How do you even begin to write music for something as devastating as the amputation scene in 127 Hours?
I actually had to watch it almost forty times. [After] the first four or five times, you start getting immune to it and start looking at how it affects you emotionally. Of course, every time you hear the bone-breaking sounds, you close your eyes and it almost feels like your bone is breaking. Metaphorically, I feel, every one of us has in life a choice that sometimes comes to that level [so] you want to capture that feeling…. When you look at the whole movie, what it stands for, what it conveys, [that scene] is just a tiny part of it — which is a very important part — because the movie is so brilliantly done by Danny.
Because there’s just one person shown in most of the film and because there’s such little dialogue, did you feel a greater responsibility in driving the story and developing the characters through music?

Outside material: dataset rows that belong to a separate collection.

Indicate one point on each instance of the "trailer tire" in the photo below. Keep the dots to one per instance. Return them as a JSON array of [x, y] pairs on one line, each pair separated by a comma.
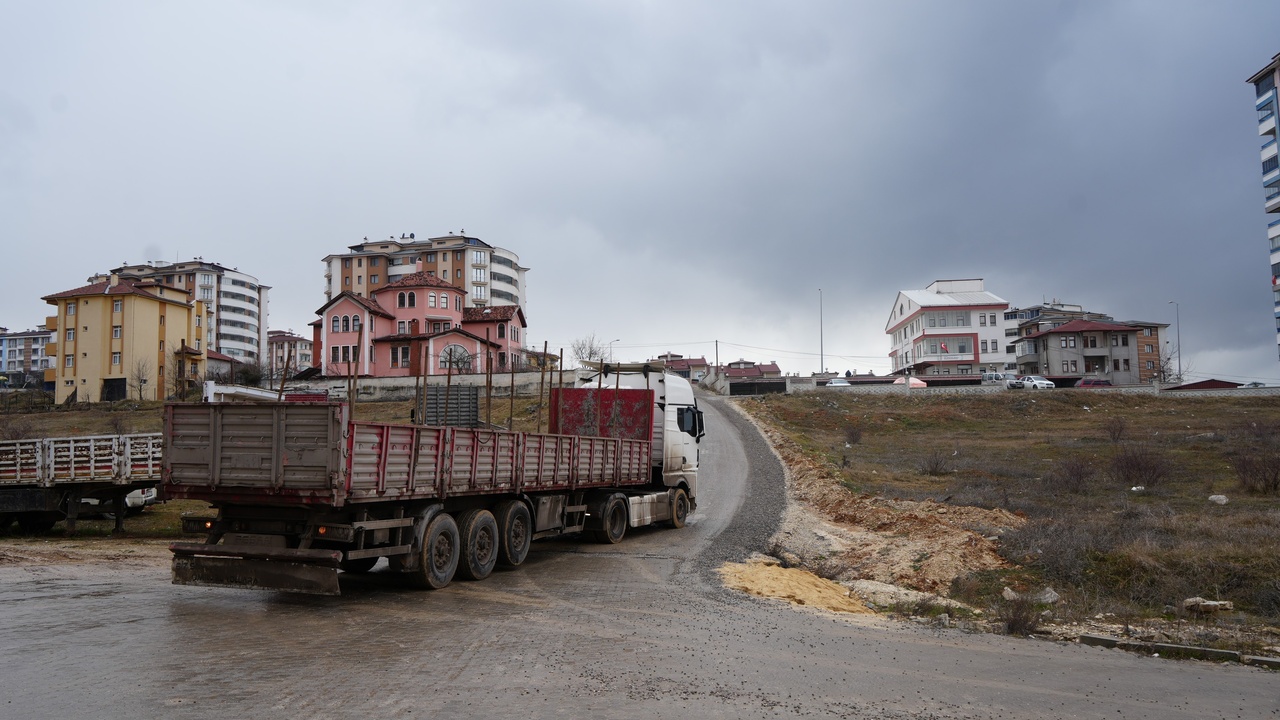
[[440, 552], [480, 542], [515, 531], [613, 520], [679, 507]]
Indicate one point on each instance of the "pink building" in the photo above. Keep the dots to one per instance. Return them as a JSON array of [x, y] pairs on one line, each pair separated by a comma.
[[417, 318]]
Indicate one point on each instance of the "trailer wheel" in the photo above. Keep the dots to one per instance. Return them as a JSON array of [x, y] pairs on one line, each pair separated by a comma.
[[613, 520], [439, 552], [515, 528], [479, 533], [679, 507]]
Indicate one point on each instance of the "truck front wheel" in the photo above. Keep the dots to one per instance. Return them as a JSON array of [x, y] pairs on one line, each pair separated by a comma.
[[440, 550], [515, 531], [479, 533], [679, 507], [613, 520]]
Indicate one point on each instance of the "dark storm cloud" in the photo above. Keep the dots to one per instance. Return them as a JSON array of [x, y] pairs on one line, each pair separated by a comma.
[[718, 160]]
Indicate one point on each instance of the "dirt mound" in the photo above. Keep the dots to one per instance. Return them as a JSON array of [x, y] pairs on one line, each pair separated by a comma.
[[767, 578], [919, 545]]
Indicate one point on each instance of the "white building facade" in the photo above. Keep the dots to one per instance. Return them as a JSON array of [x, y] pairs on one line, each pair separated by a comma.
[[950, 328], [1265, 87], [236, 301]]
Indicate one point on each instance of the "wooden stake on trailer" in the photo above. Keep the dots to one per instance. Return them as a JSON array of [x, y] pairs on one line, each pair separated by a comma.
[[488, 379], [542, 384]]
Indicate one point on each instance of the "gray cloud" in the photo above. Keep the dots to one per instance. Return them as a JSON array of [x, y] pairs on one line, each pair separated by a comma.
[[716, 162]]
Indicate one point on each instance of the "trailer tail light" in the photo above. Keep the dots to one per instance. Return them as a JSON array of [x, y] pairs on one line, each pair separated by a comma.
[[195, 525]]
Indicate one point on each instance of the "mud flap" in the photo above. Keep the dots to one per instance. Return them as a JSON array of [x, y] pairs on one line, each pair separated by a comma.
[[228, 570]]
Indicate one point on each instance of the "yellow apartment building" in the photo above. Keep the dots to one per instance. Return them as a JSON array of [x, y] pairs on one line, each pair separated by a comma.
[[122, 338]]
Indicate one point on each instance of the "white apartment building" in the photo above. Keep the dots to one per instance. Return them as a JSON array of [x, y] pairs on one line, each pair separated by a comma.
[[236, 301], [22, 356], [490, 276], [1265, 87], [949, 328]]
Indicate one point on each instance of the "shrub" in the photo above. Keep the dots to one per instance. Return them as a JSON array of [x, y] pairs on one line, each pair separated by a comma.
[[1258, 472], [1139, 465], [936, 463]]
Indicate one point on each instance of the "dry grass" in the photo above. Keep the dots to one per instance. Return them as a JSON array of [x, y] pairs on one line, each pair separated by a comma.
[[1068, 463]]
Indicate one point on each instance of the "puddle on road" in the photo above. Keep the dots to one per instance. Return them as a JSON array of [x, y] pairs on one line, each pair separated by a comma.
[[800, 587]]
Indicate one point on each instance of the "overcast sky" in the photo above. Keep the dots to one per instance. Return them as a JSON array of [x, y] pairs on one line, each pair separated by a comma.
[[672, 173]]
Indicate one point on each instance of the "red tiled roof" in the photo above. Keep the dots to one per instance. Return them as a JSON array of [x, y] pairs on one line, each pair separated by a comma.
[[1086, 327], [366, 302], [490, 314], [420, 279]]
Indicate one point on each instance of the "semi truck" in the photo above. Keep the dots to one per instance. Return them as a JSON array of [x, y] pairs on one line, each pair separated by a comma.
[[64, 478], [304, 491]]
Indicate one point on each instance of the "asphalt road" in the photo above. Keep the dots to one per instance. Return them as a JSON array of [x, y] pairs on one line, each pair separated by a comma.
[[641, 629]]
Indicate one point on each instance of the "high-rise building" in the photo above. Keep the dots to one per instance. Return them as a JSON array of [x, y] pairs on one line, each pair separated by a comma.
[[1265, 86], [120, 338], [489, 276], [236, 302]]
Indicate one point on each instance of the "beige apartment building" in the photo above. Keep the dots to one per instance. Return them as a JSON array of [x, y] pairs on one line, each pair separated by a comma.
[[120, 338]]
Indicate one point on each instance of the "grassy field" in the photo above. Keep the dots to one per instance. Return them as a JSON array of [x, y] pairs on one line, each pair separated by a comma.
[[1115, 487]]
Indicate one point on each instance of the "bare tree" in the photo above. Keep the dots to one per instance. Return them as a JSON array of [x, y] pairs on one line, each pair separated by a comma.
[[589, 349], [140, 378]]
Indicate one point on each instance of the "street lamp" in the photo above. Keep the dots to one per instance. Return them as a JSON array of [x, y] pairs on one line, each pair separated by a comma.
[[1178, 326]]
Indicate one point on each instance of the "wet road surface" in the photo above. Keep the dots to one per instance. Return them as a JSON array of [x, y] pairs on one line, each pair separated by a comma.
[[641, 629]]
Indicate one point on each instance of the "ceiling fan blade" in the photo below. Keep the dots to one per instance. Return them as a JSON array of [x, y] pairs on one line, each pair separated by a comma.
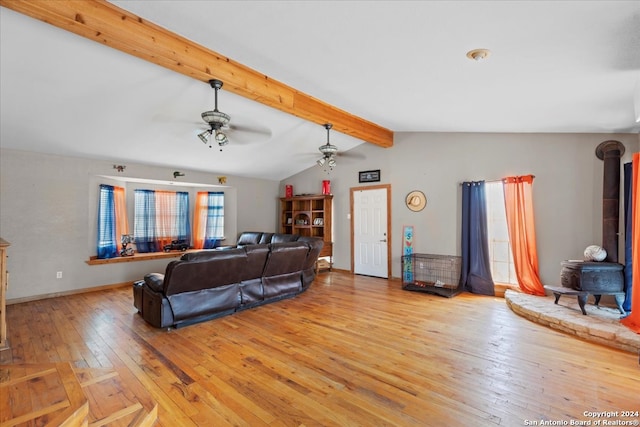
[[250, 129], [347, 154]]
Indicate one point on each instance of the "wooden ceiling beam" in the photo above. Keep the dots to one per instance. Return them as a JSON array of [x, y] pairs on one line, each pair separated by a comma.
[[112, 26]]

It was scary when you just realize that there’s nothing else in the movie. Usually, it tends to [come from] great acting, but [here] it was all about scoring, silence, sound effects, and textures. It is so precious, such a great platform for any composer to do music for a movie like this because it is heard, it is felt, and it has to do its job. In this case, we were careful, but we enjoyed it.
The music of Slumdog Millionaire was so defined by the culture of Mumbai. For this film, did you feel similar cultural constraints? Was it a challenge trying to capture the landscape of Utah or America?
The whole world has become multi-cultural. I’m from India but I’ve been watching Hollywood films for the past thirty, thirty-five years.